This is a flakey failure on Mac wk2 I did not try to reproduce, however failure goes back as far as I can see the history. History: https://results.webkit.org/?suite=layout-tests&test=animations%2Fsuspend-resume-animation-events.html Diff: --- /Volumes/Data/slave/catalina-release-tests-wk2/build/layout-test-results/animations/suspend-resume-animation-events-expected.txt +++ /Volumes/Data/slave/catalina-release-tests-wk2/build/layout-test-results/animations/suspend-resume-animation-events-actual.txt @@ -4,5 +4,4 @@ start animation move iteration animation move -end animation move
<rdar://problem/58814195>
<rdar://problem/58814196>
This became very frequent starting on 1/7/2020, around seemingly unrelated commit r254181. Maybe this commit adding animations logging could be related? Add some more Animations logging https://bugs.webkit.org/show_bug.cgi?id=205890 https://trac.webkit.org/changeset/254177/webkit
This test is inherently racy and timing-dependent. If the 350ms timeout fires too soon, we would move on to the next test without seeing the end of the animation. I think we can make it much less racy by having each timer set the subsequent one instead of setting all three timers at once. I’ll try that, but no easy way to test if it worked.
Created attachment 388773 [details] Patch
Comment on attachment 388773 [details] Patch The change looks harmless with regards to what this tests check for, and likely beneficial for test reliability. However, I do not understand what is wrong with the test as is.
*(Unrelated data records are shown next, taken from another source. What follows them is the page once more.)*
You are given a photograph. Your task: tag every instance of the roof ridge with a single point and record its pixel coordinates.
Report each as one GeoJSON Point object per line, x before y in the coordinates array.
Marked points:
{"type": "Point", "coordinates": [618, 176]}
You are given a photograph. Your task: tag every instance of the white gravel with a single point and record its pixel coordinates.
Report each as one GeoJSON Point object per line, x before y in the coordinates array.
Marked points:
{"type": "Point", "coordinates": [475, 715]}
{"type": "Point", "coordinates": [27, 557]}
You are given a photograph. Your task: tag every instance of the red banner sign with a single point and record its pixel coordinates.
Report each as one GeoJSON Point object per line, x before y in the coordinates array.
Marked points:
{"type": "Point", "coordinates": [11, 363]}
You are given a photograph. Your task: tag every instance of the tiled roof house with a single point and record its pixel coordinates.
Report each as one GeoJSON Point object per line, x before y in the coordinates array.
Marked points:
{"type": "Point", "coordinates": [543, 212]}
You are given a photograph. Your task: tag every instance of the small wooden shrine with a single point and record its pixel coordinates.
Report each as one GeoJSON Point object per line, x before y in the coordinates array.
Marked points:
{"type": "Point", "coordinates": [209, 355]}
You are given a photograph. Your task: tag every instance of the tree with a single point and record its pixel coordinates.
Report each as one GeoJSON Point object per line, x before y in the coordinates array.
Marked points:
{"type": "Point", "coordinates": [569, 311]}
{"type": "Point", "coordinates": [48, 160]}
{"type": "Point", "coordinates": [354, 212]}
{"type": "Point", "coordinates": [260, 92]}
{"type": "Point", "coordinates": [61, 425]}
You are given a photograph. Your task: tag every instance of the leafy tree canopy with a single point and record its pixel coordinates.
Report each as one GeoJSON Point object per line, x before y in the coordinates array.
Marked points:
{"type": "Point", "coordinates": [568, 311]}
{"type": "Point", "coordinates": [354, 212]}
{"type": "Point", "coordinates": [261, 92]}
The animation starts before any setTimeouts, and is shorter. Wouldn’t it be an actual WebKit bug if there is raciness?
(In reply to Alexey Proskuryakov from comment #6) > The animation starts before any setTimeouts, and is shorter. Wouldn’t it be > an actual WebKit bug if there is raciness? As far as I know, WebKit does not attempt to have a single unified timeline between JavaScript timers and webpage animation. Unless there’s something I’m not aware of. Could be a neat feature and might help webpages work more reliably. Not sure I’d call it a "bug" exactly.
I’m going to land this change, even though I’m not sure it will eliminate the flakiness. If this attempt fails then we might need to find another way to write the test. And I think it’s exciting to contemplate an architecture change where we unify JavaScript timers with animation timing and possibly even other time bases that affect web pages.